Schwäbische Zeitung (Bad Waldsee / Aulendorf)
Merkel sieht planlose Briten in der Pflicht
EU-Politiker machen nach dem Nein zum Vertrag Druck – May übersteht Misstrauensantrag
LONDON/BERLIN/STUTTGART Die EU fordert schnelle Ansagen aus London, die britische Politik ist mit sich selbst beschäftigt: Nach dem deutlichen Nein zum Brexit-Vertrag ist keine Lösung für den EU-Austritt Großbritanniens in Sicht. EU-Spitzenpolitiker schlossen eine Neuverhandlung des Abkommens aus. London müsse nun alleine eine Lösungsmöglichkeit entwickeln, wurde Kanzlerin Angela Merkel am Mittwoch nach einer Sitzung im Auswärtigen Ausschuss zitiert. „Bitte, bitte, bitte, sagt uns endlich, was ihr erreichen wollt“, forderte Manfred Weber (CSU), Fraktionschef der Europäischen Volkspartei, von den Briten.
Im Unterhaus überstand derweil Theresa May am Abend in London wie erwartet den Misstrauensantrag der Opposition.
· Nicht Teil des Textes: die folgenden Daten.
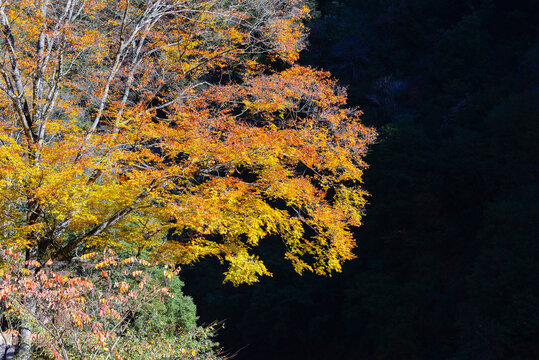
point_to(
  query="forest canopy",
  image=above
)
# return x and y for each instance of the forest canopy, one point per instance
(179, 127)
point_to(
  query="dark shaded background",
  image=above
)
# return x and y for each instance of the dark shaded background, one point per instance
(447, 263)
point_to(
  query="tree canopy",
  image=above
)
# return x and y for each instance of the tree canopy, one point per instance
(182, 127)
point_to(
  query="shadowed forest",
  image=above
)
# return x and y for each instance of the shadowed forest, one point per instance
(446, 262)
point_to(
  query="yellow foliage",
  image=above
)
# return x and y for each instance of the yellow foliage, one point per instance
(172, 133)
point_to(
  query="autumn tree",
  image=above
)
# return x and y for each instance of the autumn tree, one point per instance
(179, 127)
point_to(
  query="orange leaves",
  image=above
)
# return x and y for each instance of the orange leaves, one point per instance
(149, 118)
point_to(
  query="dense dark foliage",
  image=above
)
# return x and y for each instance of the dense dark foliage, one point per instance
(447, 262)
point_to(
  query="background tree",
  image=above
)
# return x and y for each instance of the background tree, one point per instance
(125, 121)
(447, 258)
(107, 307)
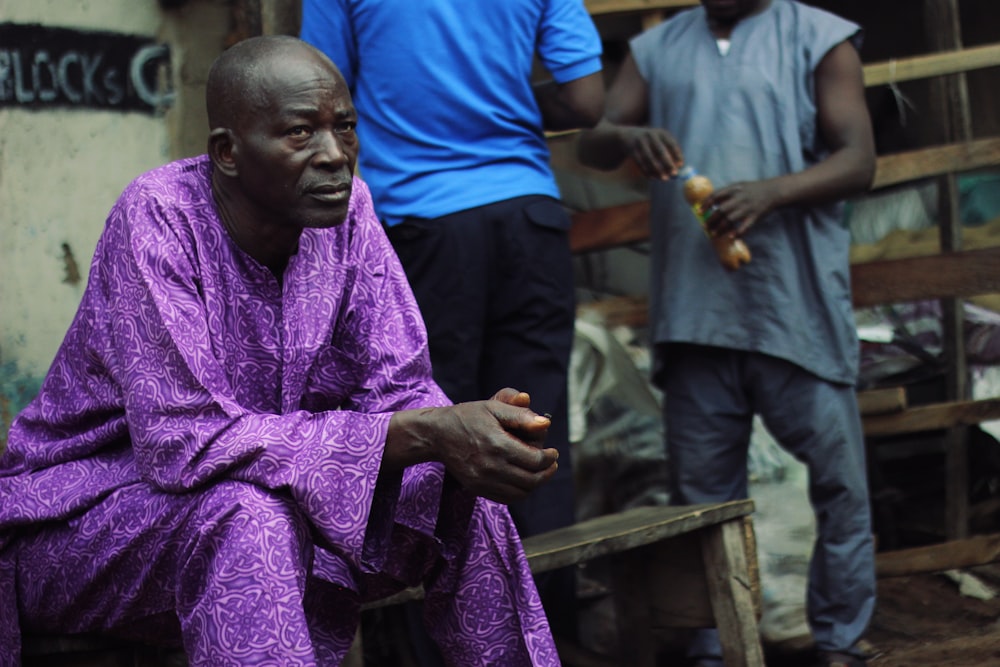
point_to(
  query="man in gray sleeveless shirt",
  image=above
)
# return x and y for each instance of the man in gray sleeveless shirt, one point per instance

Die Premierministerin möchte nun am Montag einen Plan B vorlegen, um einen chaotischen EU-Austritt – geplanter Termin ist der 29. März – doch noch zu verhindern. Auch Merkel will ihre Bemühungen um einen geregelten Brexit fortsetzen: „Wir wollen den Schaden – es wird in jedem Fall einen Schaden geben durch den Austritt Großbritanniens – so klein wie möglich halten.“Man sei aber auch für den anderen Fall vorbereitet.
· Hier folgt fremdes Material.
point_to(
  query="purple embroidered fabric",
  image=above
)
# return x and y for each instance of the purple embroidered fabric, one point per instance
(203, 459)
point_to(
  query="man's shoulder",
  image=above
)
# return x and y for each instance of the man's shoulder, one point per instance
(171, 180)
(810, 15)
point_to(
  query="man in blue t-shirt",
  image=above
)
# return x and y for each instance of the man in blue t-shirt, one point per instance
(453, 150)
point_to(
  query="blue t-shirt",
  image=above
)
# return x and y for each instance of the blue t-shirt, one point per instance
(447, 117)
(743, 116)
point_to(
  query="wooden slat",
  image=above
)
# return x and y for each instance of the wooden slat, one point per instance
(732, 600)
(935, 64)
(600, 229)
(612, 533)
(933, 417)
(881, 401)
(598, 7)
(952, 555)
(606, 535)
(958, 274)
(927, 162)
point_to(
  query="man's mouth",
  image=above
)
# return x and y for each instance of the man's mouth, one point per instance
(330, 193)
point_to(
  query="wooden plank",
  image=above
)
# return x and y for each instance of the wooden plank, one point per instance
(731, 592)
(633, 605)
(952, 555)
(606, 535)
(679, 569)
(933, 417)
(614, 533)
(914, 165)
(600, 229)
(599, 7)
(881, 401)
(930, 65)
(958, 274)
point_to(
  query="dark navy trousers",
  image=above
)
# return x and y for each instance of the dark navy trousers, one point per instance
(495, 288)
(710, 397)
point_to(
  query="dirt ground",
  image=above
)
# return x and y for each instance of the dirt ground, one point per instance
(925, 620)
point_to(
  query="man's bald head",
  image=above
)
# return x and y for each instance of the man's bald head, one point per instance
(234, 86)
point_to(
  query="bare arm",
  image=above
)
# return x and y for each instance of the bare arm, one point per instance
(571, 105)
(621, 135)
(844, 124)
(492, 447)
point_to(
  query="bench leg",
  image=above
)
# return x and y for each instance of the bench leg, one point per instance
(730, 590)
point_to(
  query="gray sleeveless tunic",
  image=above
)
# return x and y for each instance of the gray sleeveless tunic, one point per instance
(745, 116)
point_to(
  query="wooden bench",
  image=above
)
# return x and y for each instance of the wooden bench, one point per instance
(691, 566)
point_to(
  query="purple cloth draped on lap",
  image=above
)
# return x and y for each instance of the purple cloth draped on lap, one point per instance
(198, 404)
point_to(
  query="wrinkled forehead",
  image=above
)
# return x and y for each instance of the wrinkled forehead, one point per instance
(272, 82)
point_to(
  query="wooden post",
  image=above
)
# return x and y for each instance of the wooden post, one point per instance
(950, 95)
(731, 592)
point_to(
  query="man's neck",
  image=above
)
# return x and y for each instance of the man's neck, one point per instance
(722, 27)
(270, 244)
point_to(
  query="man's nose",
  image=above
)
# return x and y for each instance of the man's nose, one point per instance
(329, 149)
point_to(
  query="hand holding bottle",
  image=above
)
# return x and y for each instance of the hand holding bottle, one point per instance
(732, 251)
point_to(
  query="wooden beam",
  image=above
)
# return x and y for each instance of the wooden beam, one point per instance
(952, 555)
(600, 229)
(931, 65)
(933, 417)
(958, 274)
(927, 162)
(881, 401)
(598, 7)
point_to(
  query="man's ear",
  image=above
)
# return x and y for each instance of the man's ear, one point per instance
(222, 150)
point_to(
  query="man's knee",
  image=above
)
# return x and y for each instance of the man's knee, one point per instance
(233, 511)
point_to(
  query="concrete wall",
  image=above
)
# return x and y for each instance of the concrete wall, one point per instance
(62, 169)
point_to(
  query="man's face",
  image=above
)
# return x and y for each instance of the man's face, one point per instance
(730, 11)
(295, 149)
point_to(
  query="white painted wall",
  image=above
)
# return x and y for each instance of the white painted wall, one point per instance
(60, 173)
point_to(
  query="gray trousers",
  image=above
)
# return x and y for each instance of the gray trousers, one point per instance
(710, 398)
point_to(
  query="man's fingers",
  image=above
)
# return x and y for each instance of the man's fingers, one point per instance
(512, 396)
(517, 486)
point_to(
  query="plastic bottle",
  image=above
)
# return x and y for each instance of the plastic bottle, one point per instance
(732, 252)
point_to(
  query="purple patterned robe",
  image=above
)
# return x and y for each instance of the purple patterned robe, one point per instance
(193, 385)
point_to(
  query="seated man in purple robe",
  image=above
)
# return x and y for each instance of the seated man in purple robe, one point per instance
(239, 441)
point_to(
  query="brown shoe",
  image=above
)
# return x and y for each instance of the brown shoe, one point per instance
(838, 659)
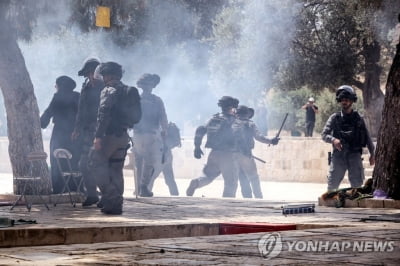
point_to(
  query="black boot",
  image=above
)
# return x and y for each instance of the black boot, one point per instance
(90, 201)
(145, 192)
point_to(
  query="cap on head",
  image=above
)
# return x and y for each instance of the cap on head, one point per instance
(147, 79)
(345, 92)
(111, 69)
(65, 83)
(88, 67)
(244, 111)
(228, 102)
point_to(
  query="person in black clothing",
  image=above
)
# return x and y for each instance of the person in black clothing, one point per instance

Baden-Württembergs Europaminister Guido Wolf (CDU) hält eine Verschiebung des Austrittstermins für denkbar. Er sagte der „Schwäbischen Zeitung“: „Etwas Zeitgewinn halte ich für vertretbar. Voraussetzung dafür muss aber sein, dass eine Lösung des Problems auf britischer Seite in absehbarer Zeit erkennbar ist.“Die Europawahl im Mai sei hier „die absolute zeitliche Grenze“. Der Brexit wirft seine Schatten auch auf die Wirtschaft im Südwesten. Das belegen aktuelle Zahlen aus dem Landeswirtschaftsministerium. In den ersten zehn Monaten des Jahres 2018 sind die Ausfuhren nach Großbritannien im Vergleich zu 2017 um 12,2 Prozent eingebrochen. Die Einfuhren sanken um 14 Prozent. Damit verfestigt sich der Rückgang der Handelsbilanz mit Baden-Württembergs sechstwichtigstem Handelspartner: Bereits von 2016 auf 2017 gingen die Ausfuhren um 8,7 Prozent und die Einfuhren um 5,6 Prozent zurück.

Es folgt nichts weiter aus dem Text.